For decades, a suburban house with green lawns has been an indication of success, a symbol of the American Dream.  While a vividly green grass is pleasant to eyes, it is not so “green” from an environmental perspective. A closer look at the energy and resources that goes into maintaining lawns shows that it is not very eco-friendly and sustainable.

Most lawnmowers today are gas-powered and their contribution to air pollution is often overlooked. An estimated 16 to 41 billion pounds of carbon dioxide (CO2) is being emitted from lawn mowers every year (1). Lawns do sequester a portion of these emissions, but not as much as trees. In addition, lawn mowers and garden equipment emit high levels of pollutants (carbon monoxide, nitrogen oxide), producing up to 5% of the U.S.’ air pollution (2). While these numbers trail behind other polluting activities (air transport, manufacturing), it’s a significant price to pay for aesthetic greenery. That’s not even accounting the 235 trillion gallons of residential water used every year to water lawns in the U.S (3) .

Aside from their high carbon footprint, maintaining lawns also involve a considerable use of pesticides and toxic fertilizers. They are not only harmful to humans, but also contaminate ground water and animals. The long-term effect of these synthetic fertilizers is still unknown. By treating lawns with pesticides, populations of pollinators (e.g., bees) are unintentionally being destroyed.

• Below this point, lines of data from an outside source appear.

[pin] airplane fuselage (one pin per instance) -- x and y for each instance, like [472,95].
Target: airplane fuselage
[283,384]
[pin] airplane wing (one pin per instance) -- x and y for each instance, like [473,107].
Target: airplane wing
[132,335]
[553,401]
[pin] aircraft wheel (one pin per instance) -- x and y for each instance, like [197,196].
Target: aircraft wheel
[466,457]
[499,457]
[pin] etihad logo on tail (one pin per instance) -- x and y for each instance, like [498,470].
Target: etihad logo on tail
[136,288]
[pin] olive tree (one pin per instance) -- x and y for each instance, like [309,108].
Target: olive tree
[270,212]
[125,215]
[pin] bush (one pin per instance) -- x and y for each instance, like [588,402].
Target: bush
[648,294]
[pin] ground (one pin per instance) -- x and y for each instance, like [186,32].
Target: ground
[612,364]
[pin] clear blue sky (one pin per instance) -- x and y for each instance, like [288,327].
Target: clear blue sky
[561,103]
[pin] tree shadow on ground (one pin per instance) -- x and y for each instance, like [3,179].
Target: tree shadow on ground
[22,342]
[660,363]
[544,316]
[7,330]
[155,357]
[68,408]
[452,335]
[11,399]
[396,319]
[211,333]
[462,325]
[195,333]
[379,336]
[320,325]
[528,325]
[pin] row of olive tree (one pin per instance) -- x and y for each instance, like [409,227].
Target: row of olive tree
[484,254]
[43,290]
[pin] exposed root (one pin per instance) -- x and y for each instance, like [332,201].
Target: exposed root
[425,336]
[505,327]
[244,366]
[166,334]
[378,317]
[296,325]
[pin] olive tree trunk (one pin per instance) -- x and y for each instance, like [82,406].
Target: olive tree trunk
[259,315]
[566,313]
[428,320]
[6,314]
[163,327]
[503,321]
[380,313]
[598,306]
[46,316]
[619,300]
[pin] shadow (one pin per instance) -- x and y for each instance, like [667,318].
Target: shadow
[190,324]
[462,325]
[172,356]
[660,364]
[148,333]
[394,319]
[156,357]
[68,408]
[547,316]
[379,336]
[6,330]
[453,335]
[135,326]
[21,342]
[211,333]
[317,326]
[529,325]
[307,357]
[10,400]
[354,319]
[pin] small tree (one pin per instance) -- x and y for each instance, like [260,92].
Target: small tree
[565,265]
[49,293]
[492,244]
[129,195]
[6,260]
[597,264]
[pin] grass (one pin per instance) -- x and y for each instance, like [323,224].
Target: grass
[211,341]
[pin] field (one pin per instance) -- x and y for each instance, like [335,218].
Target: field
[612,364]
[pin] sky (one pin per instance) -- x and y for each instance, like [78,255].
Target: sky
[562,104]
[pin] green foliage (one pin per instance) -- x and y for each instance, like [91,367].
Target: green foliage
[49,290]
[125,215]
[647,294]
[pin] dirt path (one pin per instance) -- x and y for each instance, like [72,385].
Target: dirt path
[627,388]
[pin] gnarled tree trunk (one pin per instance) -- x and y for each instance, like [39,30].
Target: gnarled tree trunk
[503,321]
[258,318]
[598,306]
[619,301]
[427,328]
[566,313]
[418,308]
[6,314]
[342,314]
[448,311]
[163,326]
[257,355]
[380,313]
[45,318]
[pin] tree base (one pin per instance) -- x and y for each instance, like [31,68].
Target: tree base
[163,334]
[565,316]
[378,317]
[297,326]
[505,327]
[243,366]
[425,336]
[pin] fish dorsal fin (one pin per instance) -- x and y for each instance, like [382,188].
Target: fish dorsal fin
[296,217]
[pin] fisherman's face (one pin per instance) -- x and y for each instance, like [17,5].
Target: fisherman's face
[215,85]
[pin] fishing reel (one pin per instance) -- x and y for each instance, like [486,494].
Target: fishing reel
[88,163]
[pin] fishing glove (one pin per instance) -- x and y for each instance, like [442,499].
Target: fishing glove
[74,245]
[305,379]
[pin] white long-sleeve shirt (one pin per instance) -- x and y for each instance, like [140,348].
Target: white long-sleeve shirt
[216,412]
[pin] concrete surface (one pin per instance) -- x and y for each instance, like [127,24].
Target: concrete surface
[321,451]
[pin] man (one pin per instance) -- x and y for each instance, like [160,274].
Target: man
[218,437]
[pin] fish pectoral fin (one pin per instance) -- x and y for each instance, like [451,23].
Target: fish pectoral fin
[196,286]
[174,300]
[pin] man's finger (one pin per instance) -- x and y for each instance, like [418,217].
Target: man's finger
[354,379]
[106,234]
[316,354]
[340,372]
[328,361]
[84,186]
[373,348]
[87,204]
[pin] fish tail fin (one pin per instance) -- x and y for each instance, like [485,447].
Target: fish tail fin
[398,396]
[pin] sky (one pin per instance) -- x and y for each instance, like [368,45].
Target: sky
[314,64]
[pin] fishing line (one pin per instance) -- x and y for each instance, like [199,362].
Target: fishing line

If lawns are so problematic, what’s a better alternative? You can transform your backyard lawn into a permaculture garden to grow local, seasonal fruits and vegetables. This way, your idle plot of land will be more productive and provide you with food. The diverse garden in place of a lawn will also attract a diverse fauna (bees, butterflies, worms, etc.). If you’re not ready yet for a full-on garden, you can reduce your carbon footprint by using organic fertilizers and battery-powered gardening equipment. You can also leave a portion of your yard untouched and “wild” to promote biodiversity.